Barry Greenblatt, 65, who brought traditional New York-style bagels to northwest Ohio noshers and quickly became synonymous with the boiled and baked bread even as he expanded his menu, died Thursday in his Sylvania Township home.
He was not ill, and his death was unexpected, his daughter Mindy said. The cause was not immediately known.
His death was announced early Friday, and by midevening, scores of commenters at toledoblade.com — customers, former employees, other business owners — offered condolences and shared memories.
“It’s a huge loss for the community and everybody who loved him, and a lot of people loved him,” his daughter said.
Mr. Greenblatt was the “Barry” in Barry Bagels, of which his son, Mark, is president. And “Barry” might as well have been his corporate title as well, said Jim Nusbaum, chief executive of the recently formed Barry Bagels Franchise Holdings, which plans to expand into such markets as Columbus.
“He did everything. He worked the oven,” Mr. Nusbaum said. “He worked the counter. He enjoyed the day-to-day interaction with customers and employees and vendors. He was unbelievable at building relationships quickly.”
Mr. Nusbaum’s first job at age 15 was at the Barry Bagels on Holland-Sylvania Road. At 43, Mr. Nusbaum stands by his first impression: “The person who owns the company is working the hardest,” he recalled.
Mr. Greenblatt’s daughter Mindy said, “He taught us that things don’t come easy and hard work pays off and you should appreciate what you have every day.
“He was vibrant and happy,” his daughter said. “He made us feel lucky we were on this planet this day.” Or, as he told his children, “‘You’re OK today. You’re alive today. You have two legs,’ ” his daughter said.
He was a newlywed in 1972 when he and a business partner opened the Bagel Place in Sylvania. The Toledo area had delicatessens, some decades old, but the crusty, chewy bread was not widely available. Mr. Greenblatt bought his business partner’s interest in 1979, opened new locations through the years, and changed the name. The menu grew to include deli-style bagel sandwiches, soups, salads, baked potatoes, and desserts.

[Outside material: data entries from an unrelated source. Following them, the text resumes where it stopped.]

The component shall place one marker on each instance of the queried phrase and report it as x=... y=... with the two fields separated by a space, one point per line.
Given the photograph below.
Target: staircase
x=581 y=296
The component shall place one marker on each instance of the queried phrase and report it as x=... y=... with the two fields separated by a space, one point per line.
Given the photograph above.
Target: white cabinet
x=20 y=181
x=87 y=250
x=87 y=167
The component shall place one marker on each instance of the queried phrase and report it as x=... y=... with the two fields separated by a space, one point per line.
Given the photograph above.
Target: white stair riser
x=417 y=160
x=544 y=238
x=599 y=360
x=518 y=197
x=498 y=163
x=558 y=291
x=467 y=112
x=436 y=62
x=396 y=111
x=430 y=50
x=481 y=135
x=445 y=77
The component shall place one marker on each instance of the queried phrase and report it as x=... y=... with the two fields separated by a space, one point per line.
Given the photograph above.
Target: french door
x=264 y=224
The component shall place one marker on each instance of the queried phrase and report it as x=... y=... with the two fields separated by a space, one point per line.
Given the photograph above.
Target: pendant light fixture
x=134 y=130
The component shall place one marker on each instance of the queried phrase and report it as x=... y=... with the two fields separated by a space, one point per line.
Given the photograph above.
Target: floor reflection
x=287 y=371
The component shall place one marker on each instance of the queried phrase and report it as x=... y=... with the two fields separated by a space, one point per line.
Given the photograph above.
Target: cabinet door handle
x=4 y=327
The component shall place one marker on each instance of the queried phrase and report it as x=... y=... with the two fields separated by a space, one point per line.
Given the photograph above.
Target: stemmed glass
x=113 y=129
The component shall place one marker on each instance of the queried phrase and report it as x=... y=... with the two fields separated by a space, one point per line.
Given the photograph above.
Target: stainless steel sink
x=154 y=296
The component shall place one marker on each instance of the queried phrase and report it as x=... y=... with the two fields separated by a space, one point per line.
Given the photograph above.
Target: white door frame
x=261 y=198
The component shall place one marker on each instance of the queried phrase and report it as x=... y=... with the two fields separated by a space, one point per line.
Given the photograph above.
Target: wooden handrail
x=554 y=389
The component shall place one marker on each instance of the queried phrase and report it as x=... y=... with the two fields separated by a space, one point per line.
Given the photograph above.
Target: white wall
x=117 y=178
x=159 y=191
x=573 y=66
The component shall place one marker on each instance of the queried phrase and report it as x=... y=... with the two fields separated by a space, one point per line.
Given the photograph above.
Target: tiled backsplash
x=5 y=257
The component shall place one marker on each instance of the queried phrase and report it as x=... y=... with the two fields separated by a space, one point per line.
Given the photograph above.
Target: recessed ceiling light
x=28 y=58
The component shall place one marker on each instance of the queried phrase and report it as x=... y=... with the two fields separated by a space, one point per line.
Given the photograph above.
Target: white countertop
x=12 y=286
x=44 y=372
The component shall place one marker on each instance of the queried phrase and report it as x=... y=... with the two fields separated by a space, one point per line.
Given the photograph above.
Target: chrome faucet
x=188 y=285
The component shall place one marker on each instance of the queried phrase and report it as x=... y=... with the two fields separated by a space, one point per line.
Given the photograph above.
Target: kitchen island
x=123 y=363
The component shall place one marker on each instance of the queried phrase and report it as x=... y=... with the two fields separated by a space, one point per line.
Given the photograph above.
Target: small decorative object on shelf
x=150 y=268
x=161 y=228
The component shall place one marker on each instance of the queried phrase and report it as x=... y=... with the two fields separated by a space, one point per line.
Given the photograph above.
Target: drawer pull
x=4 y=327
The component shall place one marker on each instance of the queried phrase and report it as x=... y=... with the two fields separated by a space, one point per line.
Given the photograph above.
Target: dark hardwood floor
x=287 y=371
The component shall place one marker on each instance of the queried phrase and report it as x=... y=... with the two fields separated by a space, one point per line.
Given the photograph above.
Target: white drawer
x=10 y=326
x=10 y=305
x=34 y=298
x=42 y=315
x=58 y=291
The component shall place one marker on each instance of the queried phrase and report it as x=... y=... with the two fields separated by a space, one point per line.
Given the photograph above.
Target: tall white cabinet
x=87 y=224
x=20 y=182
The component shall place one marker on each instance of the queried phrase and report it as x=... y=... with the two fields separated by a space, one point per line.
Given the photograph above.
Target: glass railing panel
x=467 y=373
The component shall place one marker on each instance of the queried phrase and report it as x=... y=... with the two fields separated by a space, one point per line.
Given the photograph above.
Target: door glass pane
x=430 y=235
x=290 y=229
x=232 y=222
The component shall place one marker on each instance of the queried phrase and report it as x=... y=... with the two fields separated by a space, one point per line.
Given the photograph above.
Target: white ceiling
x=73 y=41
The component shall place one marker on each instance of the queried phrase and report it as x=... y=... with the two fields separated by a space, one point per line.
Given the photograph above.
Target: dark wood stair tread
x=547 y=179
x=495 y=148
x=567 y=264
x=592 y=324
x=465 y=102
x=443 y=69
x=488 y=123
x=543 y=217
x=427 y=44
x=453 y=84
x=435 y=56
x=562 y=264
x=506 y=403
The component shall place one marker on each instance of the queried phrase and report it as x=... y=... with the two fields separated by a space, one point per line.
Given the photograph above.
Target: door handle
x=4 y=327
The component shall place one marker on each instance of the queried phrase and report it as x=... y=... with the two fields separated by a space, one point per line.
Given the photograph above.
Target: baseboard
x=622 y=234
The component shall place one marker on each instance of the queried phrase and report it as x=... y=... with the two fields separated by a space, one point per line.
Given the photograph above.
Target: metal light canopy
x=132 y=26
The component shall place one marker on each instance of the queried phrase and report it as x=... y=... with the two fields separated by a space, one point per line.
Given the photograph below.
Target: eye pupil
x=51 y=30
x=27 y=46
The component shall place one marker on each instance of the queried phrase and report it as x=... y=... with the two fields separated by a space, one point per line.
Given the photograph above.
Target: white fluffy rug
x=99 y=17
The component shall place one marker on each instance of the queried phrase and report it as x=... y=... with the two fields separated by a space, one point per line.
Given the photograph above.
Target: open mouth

“As jovial as Barry was, he had a very keen business mind. He had a keen intellect,” Mr. Nusbaum said.
Mr. Greenblatt also was known for the fund-raising program he set up to help community groups and his charitable donations.
“The Toledo market has been very good to us, and we’ve enjoyed being here 40 years,” Mr. Greenblatt told The Blade in 2012.
He was born June 9, 1949, to Marye and Alex Greenblatt and grew up in northwest Detroit. He was a graduate of Mumford High School, where he was on the tennis team, and attended Oakland Community College and Eastern Michigan University.
He had been an owner of the former Central Tennis & Fitness Center and was an investor when he and Beaner’s Gourmet Coffee — now Biggby Coffee — of East Lansing, Mich., bought the local coffee chain, Sufficient Grounds.
Surviving are his wife, Judith, whom he married March 4, 1972; son, Mark; daughters, Mindy Streem and Marnie Sylzer; brother, Leslie, and eight grandsons.
Services will be at 1 p.m. Sunday in The Temple-Congregation Shomer Emunim, Sylvania Township, where he was a member. The family will receive friends from 6-8:30 p.m. Monday and Tuesday in the Greenblatt home. Arrangements are by the Walker Funeral Home.
The family suggests tributes to the Barry Greenblatt Fund at the temple.